EZ: My hope is that he is saying that the same way he said that he can do a partisan American Rescue Plan — that in his mind, this should obviously be a bipartisan bill, a bipartisan issue. And it should be! In a rational world, with a rational Republican Party, you should be able to do a Covid rescue bill that is bipartisan, you should be able to do a voting rights bill that is bipartisan. Not too long ago, the Voting Rights Act sailed through the Senate 98-0, I think, as late as 2004 — though, I could be a couple of years off on that. So it is not unreasonable for him to think that he should be able to get bipartisan results on this.
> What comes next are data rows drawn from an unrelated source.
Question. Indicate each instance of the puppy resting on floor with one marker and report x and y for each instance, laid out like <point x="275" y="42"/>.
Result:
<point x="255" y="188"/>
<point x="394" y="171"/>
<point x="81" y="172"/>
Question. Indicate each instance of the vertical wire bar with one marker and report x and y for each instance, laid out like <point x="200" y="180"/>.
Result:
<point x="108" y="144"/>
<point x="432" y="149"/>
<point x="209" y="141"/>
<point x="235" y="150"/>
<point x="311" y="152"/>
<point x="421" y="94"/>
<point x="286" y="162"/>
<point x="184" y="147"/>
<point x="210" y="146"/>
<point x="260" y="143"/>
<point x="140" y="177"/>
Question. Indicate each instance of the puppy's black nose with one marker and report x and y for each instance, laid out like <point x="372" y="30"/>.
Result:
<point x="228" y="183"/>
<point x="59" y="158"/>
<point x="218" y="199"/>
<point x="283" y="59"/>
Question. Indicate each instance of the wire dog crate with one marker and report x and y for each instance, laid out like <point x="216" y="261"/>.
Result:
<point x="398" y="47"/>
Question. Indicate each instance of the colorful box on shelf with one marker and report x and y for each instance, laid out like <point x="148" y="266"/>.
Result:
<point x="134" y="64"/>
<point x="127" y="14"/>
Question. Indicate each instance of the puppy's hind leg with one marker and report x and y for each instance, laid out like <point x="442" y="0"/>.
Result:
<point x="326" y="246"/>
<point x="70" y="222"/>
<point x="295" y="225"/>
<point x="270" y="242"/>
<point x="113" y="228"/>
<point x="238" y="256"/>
I think at some point that will be very clear — it should be clear now, but it’ll be even more clear that he’s not going to, and that’s when it’s going to really matter. Because when he saw that he was not going to get bipartisan results on the American Rescue Plan, he did the right thing. He fiddled a little bit with it. I think many people think that he made the bill just a little bit worse and that’s not good, of course. But he made a few changes, and then he signed on board. And now checks went out to families. We’re gonna cut child poverty in half, at least in the short-term, with this child tax credit, and many, many other things, vaccinations and all that. So I’m hoping that he goes through the same process when it comes to voting rights.

RG: Right. He is going through that process. He said: Let’s do the John Lewis Act. That ought to be bipartisan, it shouldn’t be hard to find 10 Republicans. And it looks like after spending about a week trying to find some Republicans, he got Lisa Murkowski to sign a letter, but no others, and quickly got shot down by Sen. John Cornyn. Have you gotten a sense that that has affected him?

EZ: I can’t read his mind. But I do think it has to do. I think he truly wants to work on a bipartisan basis. But there’s just no partners. I mean, if you start counting Republicans who could stand up to President Trump and who could stand up to Leader McConnell, you’ve stopped counting just around maybe three, you know? Maybe Sen. Romney will be on board, but he said he doesn’t support the For the People Act. Maybe Sen. Collins could be on board, but she doesn’t seem inclined to support this bill. Maybe Sen. Murkowski. The interesting thing about Sen. Murkowski, of course, is that she runs in Alaska where they changed the election rules so she doesn’t have to worry as much about her base, so she’s a little bit more open to bills like this. But you need 10. That’s three. That means you’re still counting. You need to count seven more, and even those three are almost certainly not going to actually ultimately be on board with For the People.

So he needs to come up with 10 very quickly. He’s not going to. And then the question is what’s he and Sen. Sinema and the Democratic caucus as a whole? What are they going to do about it? Are they going to accept defeat and say: We’re gonna let our democracy slide closer and closer to collapse, because we want to protect a Senate rule that has changed many, many times over the years? I don’t think so. I hope not.

I hope that that is that that choice is too clearly the wrong choice and they decide they will update the Senate rules the way Sen. Reid did in ’13, the way Sen. McConnell did in ’17, the way it has been done many, many times before and make the Senate work again, so that when a majority support something and it’s popular, they can pass it. And if voters don’t like it, they’ll be able to fairly come to the polls, and vote for the party they support.

RG: Well, we all await the deliberations of one Joe Manchin. Ellie, thanks so much for joining us on Deconstructed.

EZ: Absolutely. Happy to be on.

[Credits theme music.]

RG: That was Eli Zupnick, and that’s our show. A quick update on last month’s fundraiser: If you made a donation, your copy of “We’ve Got People” has been signed and has been shipped to the fulfillment center, though it may still be a week or two before you get it. Again, thank you to everybody who gave.